Herostratus’ legacy

words from a lazy coder

jpeg decoder in gst-dsp

Do you remember this comment? Well, I took the challenge, and it has been hard to accomplish.I started with an early implementation of FelipeC, but then I realised that I didn’t understand a bit about what it was going on.

So, I outlined a strategy with two milestones: try to clean up the TI OpenMAX IL implementation and then to add the jpeg decoder to gst-dsp.

In order to clean up the TI’s OMXIL, FelipeC recommended me to rewrite libdspbridge using dsp_bridge beneath, but I didn’t see a real gain on that task. It makes sense for a progressive TI-OMXIL update without breaking the ABI, but that was not my purpose, so I stepped further and decided to rewrite the LCML in terms of dsp_bridge instead.

The LCML is the acronym for Linux Common Multimedia Layer, and it is a shared library, loaded at run-time by the OMX components, and it provides the communication between the ARM-side application and the multimedia DSP socket node (SN). It is build upon the libdspbridge for the interaction with the DSPBridge kernel module.

My task was to rewrite the LCML, removing the libdspbridge linking dependency. You can see the result in my lcml-ng branch.

Along the rewrite process I understood the communication protocol used by the socket nodes. The clean up was really painful because the LCML code is very messy and poorly designed. And I have to say this, the Hungarian notation must be buried deep down into the oblivion.

It was my intention to keep the ABI compatibility but I rather preferred be readable, so I ended breaking it.
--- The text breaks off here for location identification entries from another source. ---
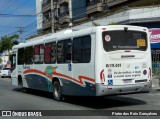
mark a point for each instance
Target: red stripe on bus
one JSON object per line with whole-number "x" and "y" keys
{"x": 80, "y": 81}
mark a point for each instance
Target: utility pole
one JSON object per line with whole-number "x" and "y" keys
{"x": 21, "y": 30}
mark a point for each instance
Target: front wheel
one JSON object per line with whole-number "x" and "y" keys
{"x": 57, "y": 91}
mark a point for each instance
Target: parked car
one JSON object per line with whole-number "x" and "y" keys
{"x": 6, "y": 72}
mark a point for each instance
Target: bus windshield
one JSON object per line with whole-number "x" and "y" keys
{"x": 124, "y": 40}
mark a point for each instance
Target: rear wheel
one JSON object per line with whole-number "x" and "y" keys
{"x": 57, "y": 91}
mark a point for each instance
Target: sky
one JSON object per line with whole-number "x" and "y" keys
{"x": 15, "y": 14}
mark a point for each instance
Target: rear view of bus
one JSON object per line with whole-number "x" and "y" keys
{"x": 123, "y": 60}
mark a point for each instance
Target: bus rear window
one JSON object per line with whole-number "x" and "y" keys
{"x": 124, "y": 40}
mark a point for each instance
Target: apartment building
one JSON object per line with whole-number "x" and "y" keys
{"x": 61, "y": 14}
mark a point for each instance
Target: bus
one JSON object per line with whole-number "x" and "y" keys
{"x": 97, "y": 61}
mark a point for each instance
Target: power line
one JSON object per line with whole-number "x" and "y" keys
{"x": 16, "y": 15}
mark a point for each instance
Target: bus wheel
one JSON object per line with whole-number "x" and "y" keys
{"x": 57, "y": 91}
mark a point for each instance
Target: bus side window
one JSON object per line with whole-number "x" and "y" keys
{"x": 29, "y": 55}
{"x": 13, "y": 61}
{"x": 64, "y": 48}
{"x": 50, "y": 53}
{"x": 81, "y": 49}
{"x": 21, "y": 56}
{"x": 39, "y": 54}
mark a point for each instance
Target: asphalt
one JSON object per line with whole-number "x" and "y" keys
{"x": 12, "y": 98}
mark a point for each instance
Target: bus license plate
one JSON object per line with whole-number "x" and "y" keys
{"x": 127, "y": 80}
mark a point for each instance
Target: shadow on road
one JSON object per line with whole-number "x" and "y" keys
{"x": 91, "y": 102}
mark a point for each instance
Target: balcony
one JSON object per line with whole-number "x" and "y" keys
{"x": 46, "y": 6}
{"x": 63, "y": 2}
{"x": 95, "y": 6}
{"x": 47, "y": 24}
{"x": 64, "y": 17}
{"x": 99, "y": 5}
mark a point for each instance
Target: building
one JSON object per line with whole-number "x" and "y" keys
{"x": 55, "y": 15}
{"x": 39, "y": 15}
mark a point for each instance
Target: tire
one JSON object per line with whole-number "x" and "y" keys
{"x": 57, "y": 91}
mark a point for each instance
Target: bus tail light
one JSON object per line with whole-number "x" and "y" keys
{"x": 102, "y": 77}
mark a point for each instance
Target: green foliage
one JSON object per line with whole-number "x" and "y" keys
{"x": 6, "y": 42}
{"x": 95, "y": 24}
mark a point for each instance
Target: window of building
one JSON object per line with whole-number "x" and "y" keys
{"x": 21, "y": 56}
{"x": 29, "y": 55}
{"x": 50, "y": 53}
{"x": 39, "y": 54}
{"x": 81, "y": 49}
{"x": 64, "y": 51}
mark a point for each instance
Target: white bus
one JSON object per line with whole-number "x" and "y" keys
{"x": 98, "y": 61}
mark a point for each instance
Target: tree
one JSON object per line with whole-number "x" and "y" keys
{"x": 6, "y": 43}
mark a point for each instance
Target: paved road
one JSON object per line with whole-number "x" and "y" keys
{"x": 11, "y": 98}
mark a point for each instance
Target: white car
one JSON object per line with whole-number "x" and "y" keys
{"x": 6, "y": 72}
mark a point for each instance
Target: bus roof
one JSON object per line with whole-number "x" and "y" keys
{"x": 69, "y": 34}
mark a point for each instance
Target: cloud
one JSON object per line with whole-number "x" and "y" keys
{"x": 18, "y": 7}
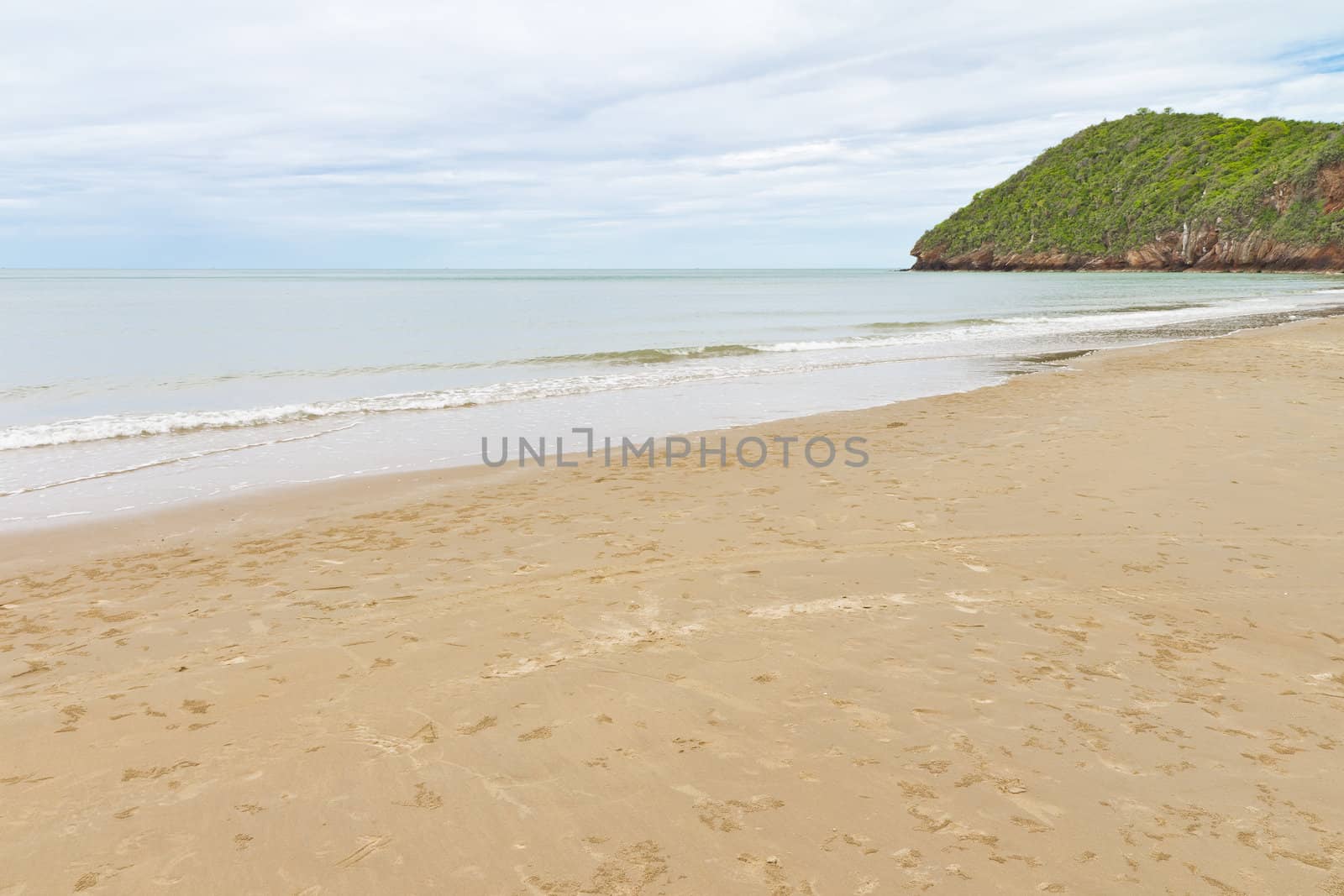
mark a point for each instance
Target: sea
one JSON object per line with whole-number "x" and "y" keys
{"x": 124, "y": 391}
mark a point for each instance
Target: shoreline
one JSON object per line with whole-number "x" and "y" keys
{"x": 1068, "y": 633}
{"x": 347, "y": 490}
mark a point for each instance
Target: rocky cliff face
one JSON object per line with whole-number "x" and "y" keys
{"x": 1168, "y": 194}
{"x": 1194, "y": 248}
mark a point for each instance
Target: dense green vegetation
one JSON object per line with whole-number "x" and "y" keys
{"x": 1126, "y": 183}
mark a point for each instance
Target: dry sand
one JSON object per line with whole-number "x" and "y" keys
{"x": 1079, "y": 633}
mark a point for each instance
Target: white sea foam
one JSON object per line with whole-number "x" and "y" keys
{"x": 702, "y": 363}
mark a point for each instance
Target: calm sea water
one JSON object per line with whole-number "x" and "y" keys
{"x": 123, "y": 391}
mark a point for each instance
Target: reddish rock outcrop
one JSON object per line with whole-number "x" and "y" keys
{"x": 1196, "y": 246}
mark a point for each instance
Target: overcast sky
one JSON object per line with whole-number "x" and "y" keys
{"x": 725, "y": 134}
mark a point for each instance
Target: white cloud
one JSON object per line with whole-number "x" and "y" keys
{"x": 605, "y": 134}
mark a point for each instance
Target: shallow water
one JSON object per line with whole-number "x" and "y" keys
{"x": 128, "y": 390}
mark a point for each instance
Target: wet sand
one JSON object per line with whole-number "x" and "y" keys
{"x": 1079, "y": 633}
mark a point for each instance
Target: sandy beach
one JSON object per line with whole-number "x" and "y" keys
{"x": 1079, "y": 633}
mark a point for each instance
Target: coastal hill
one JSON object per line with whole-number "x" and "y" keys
{"x": 1160, "y": 191}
With a clear idea of how the LCML library works, I retook the challenge, with some degree of success: the SN was loaded up and allocated correctly, and also I found that the input port only admits one buffer, and not two as rest of the video decoders in gstdspvdec. But, when everything looked promising and the input buffer was pushed, the SN threw an critical error event and the output buffer was never received.

I had to do more than merely understand the LCML, I had must rewrite the JPEG decoder OMX component too. But this time the code was even more obfuscated than the one in the LCML.

And I had an epiphany: developing software in community implies have clean and readable code, for sake of the peer reviewing, each one with heterogeneous backgrounds. Meanwhile, under the closed and internal development approach, the QA is based on black box testing, where the cleanness of the code is not a praised virtue, but somewhat the opposite.

I rewrote all the jpeg decoder bits, from the component to its test application, but I have not pushed that branch yet into gitorious.

Finally I came across with the missing parts: each buffer pushed into the SN must have metadata, which is a structure with information about the buffer; in the case of the jpeg decoder, there were also a couple of magic numbers. The output buffer also comes with metadata, which, among other information, expresses if the buffer was decoded correctly.

Yesterday, before meeting my mates for cinema, I emailed a couple patches with the initial support for the jpeg decoding in gst-dsp.

The next task is find a strategy for the buffer number assignation on each port, so it could be defined as late as possible.